Women at sea are essential for maritime security


The William J. Perry Center for Hemispheric Defense Studies held a recent Maritime Security and Gender Integration Workshop that emphasized, in the words of Dr. Veronica De Allende of the Center for Naval Analyses, an important truth: “No nation can afford to ignore half of its population.”

The September 8-9 online dialogue was held in conjunction with U.S. Northern Command and U.S. Southern Command. Both commands incorporate the principles of women, peace and security (WPS) into their strategies and operations. The workshop focused on WPS, which emphasizes the importance of female participation and decision-making in peace and security. It included participants from 15 nations as well as global maritime experts.

“Women, peace, security is about combat readiness,” Adm. Craig S. Faller, commander of U.S. Southern Command, said in opening remarks. “The strength of our society must be reflected in our security forces.”

The speakers emphasized that the role of women is inseparable from maritime issues. They outlined the challenges women face in serving in the navies of U.S. regional partners and in the global shipping industry — from child care to career opportunities to gender discrimination.

“The sea has been regarded as a place for men to work for a long time and has created a lot of stereotypes,” said Dr. Momoko Kitada of the World Maritime University. Through the two days of panels and presentations, the participants heard:

  • Women make up only 2% of seafarers in the maritime industry but 70% of trafficking victims, including those trafficked at sea.
  • Women now make up 15% of the U.S. Coast Guard and 20% of the U.S. Navy.
  • One of the major hurdles facing the Navy is holding on to female enlisted personnel and officers. “The biggest challenge will be retention,” De Allende said. “There need to be policies in place to make sure that women are supported.” One area of need is maternity leave, she said. British Royal Navy Cmdr. Andrew Cheal said that retention is also an issue in his service: “We finally have our first female two-star officer,” he said, “which is long overdue.”
  • Panelists stressed that what once was referred to as a “macho culture” is becoming a thing of the past. “Today, this culture is changing in the Navy, especially among the youngest people,” Chilean Navy Capt. Guillermo Ceballos said. “Our main goal today is trying to incorporate women everywhere, and we are taking our time doing this. We want … to avoid mistakes.” (Pictured: Women play key roles on the USS Blue Ridge, which patrols the Indo-Pacific region and is part of the U.S. Navy’s largest forward-deployed fleet.)

    Not all are taking such a measured approach.

Dr. Cleopatra Doumbia-Henry, president of World Maritime University, said that attitudinal issues are barriers for women — they may not be viewed as being as fit to do physical labor as men, for example.

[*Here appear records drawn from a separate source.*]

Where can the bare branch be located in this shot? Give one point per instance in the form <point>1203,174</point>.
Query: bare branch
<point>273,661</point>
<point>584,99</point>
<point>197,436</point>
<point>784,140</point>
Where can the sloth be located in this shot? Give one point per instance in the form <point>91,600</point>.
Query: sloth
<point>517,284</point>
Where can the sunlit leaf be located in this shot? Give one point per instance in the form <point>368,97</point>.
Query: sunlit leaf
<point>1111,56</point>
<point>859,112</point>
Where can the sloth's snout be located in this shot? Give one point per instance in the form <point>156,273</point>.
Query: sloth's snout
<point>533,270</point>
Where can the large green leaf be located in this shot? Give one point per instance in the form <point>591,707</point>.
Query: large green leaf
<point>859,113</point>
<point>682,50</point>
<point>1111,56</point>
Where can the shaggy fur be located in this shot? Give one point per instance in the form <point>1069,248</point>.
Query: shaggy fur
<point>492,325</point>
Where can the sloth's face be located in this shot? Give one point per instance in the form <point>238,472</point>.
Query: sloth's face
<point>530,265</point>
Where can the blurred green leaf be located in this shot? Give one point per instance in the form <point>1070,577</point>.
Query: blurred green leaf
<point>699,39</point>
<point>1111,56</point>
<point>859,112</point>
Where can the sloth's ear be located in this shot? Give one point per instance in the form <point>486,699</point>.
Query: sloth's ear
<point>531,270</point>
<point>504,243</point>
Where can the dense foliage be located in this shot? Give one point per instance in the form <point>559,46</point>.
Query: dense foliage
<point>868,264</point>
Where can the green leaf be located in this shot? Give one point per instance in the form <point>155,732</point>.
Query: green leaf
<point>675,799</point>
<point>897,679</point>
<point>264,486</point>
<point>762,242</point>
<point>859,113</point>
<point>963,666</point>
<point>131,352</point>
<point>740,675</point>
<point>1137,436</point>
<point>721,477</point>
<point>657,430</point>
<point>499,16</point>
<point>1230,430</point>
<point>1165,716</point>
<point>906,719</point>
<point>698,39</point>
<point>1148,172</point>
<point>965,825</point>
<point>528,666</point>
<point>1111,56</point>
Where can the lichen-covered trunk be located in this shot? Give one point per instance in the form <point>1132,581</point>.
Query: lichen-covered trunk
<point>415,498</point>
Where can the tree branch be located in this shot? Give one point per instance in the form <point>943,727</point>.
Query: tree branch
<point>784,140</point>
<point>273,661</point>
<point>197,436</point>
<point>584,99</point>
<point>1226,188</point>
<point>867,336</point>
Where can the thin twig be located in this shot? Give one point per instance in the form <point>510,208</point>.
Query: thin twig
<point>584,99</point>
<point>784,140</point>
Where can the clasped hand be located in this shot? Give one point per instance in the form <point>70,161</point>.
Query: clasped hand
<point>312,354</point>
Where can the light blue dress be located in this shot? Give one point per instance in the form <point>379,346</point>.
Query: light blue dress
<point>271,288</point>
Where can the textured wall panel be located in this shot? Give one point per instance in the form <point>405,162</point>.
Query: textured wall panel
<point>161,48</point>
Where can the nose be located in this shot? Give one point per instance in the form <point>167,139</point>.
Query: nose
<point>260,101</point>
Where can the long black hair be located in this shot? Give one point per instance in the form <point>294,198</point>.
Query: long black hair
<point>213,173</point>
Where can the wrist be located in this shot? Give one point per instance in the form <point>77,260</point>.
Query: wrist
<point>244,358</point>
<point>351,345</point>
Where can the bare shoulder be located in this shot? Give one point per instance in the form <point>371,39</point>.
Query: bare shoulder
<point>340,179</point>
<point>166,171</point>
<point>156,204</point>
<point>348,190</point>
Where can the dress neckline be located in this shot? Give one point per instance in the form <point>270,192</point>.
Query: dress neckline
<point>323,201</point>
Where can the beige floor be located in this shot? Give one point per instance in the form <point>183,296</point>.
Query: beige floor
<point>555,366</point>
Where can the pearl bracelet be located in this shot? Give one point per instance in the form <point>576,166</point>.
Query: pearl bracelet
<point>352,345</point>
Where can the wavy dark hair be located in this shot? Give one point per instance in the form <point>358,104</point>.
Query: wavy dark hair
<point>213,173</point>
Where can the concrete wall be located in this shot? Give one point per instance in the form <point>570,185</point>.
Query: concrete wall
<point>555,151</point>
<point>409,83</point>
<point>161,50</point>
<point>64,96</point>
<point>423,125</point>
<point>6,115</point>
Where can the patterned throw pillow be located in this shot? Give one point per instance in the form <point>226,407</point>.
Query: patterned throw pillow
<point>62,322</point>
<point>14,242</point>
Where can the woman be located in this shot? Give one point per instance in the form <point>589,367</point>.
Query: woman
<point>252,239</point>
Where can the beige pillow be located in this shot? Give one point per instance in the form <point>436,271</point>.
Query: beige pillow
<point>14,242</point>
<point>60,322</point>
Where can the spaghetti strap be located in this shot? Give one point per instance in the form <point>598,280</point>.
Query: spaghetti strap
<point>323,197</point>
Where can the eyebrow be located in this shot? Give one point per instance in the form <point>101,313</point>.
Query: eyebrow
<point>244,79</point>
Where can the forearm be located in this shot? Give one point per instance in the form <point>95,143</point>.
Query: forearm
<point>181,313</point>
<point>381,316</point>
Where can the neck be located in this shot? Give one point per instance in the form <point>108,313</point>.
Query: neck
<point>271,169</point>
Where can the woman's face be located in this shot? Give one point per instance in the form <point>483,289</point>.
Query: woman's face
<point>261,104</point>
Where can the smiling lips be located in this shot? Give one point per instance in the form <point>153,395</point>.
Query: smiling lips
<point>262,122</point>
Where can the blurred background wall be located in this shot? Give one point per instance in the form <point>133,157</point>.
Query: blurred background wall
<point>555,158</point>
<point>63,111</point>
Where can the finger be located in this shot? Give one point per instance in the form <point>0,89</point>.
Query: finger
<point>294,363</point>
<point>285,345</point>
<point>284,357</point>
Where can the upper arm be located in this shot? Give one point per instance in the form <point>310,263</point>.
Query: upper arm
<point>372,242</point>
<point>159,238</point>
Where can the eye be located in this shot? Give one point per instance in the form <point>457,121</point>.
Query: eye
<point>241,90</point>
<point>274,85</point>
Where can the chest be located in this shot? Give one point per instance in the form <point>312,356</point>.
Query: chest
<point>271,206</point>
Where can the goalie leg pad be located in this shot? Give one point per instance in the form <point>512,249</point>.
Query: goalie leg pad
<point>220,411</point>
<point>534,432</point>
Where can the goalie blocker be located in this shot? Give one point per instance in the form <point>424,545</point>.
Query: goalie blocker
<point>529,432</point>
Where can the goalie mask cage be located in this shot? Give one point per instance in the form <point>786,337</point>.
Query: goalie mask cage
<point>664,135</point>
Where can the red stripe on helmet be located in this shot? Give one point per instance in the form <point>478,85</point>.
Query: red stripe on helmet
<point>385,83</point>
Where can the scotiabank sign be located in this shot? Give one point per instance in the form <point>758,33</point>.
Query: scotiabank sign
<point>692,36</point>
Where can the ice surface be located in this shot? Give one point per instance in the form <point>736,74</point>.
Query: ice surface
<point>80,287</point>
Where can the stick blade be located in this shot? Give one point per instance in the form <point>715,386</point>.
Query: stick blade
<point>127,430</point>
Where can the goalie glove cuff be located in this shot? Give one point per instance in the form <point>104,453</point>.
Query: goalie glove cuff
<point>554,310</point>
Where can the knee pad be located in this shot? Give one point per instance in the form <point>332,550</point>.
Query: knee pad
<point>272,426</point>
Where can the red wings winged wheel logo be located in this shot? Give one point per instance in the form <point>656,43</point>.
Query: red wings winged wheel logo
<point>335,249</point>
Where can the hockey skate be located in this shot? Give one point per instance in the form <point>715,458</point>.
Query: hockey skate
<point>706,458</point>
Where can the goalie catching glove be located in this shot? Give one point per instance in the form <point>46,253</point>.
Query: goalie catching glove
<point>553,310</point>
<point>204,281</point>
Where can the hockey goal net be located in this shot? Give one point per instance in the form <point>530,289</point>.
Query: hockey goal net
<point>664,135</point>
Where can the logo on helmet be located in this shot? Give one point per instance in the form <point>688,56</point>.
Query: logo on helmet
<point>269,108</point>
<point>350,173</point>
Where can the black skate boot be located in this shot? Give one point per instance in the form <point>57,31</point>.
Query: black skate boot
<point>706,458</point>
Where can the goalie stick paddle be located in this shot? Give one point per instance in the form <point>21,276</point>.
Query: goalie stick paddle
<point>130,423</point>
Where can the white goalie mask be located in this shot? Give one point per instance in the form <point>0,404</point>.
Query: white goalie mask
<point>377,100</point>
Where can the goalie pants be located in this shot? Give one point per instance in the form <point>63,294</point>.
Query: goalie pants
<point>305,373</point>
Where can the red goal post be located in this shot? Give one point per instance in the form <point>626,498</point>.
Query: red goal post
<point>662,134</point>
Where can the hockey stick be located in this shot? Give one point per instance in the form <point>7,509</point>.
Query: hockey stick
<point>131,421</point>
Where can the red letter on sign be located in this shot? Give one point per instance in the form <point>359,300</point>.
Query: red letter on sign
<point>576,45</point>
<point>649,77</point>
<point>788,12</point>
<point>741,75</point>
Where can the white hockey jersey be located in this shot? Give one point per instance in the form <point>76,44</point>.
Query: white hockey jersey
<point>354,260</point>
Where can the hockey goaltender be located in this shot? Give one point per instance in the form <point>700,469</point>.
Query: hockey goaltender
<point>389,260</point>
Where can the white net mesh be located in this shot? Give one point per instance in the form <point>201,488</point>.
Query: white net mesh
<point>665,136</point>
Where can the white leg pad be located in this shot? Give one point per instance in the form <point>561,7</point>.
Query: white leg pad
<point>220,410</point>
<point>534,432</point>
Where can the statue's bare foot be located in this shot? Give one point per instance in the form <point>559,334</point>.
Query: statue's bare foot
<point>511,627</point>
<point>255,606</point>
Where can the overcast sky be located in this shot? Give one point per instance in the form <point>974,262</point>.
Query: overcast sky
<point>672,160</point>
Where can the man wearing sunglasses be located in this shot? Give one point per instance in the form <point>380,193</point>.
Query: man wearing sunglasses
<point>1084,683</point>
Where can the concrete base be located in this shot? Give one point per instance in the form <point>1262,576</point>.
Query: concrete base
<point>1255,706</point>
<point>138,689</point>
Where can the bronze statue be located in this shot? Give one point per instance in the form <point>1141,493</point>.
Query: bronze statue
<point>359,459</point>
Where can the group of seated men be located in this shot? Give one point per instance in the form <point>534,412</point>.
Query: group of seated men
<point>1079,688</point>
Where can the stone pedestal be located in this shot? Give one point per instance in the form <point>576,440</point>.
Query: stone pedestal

Henry noted that of the 2% of women in seafaring careers, 98% work in the cruise ship industry. She also mentioned health and safety issues, pointing out that providing separate shipboard berths and bathrooms would result in more women seeking careers at sea.

Marina Colby of the U.S. Department of Labor emphasized that even though women may be rare as seafarers, the abuses they face at sea are all too common. “The right of freedom and association, forced labor, rights to acceptable conditions and work are just some of the issues women face as seafarers,” she said. “Illegal, unregulated fishing is seen as a driver for forced labor in the industry.” Then there are issues of migration and human trafficking.

The challenges, panelists said, can only be met by increasing the representation of women — from military service to serving in maritime law enforcement to crewing commercial vessels.

As Thora Gardiner, human resource officer for the Royal Bahamas Defence Force, said: “The world was created for men, but that shouldn’t stop us from doing what we want to do.”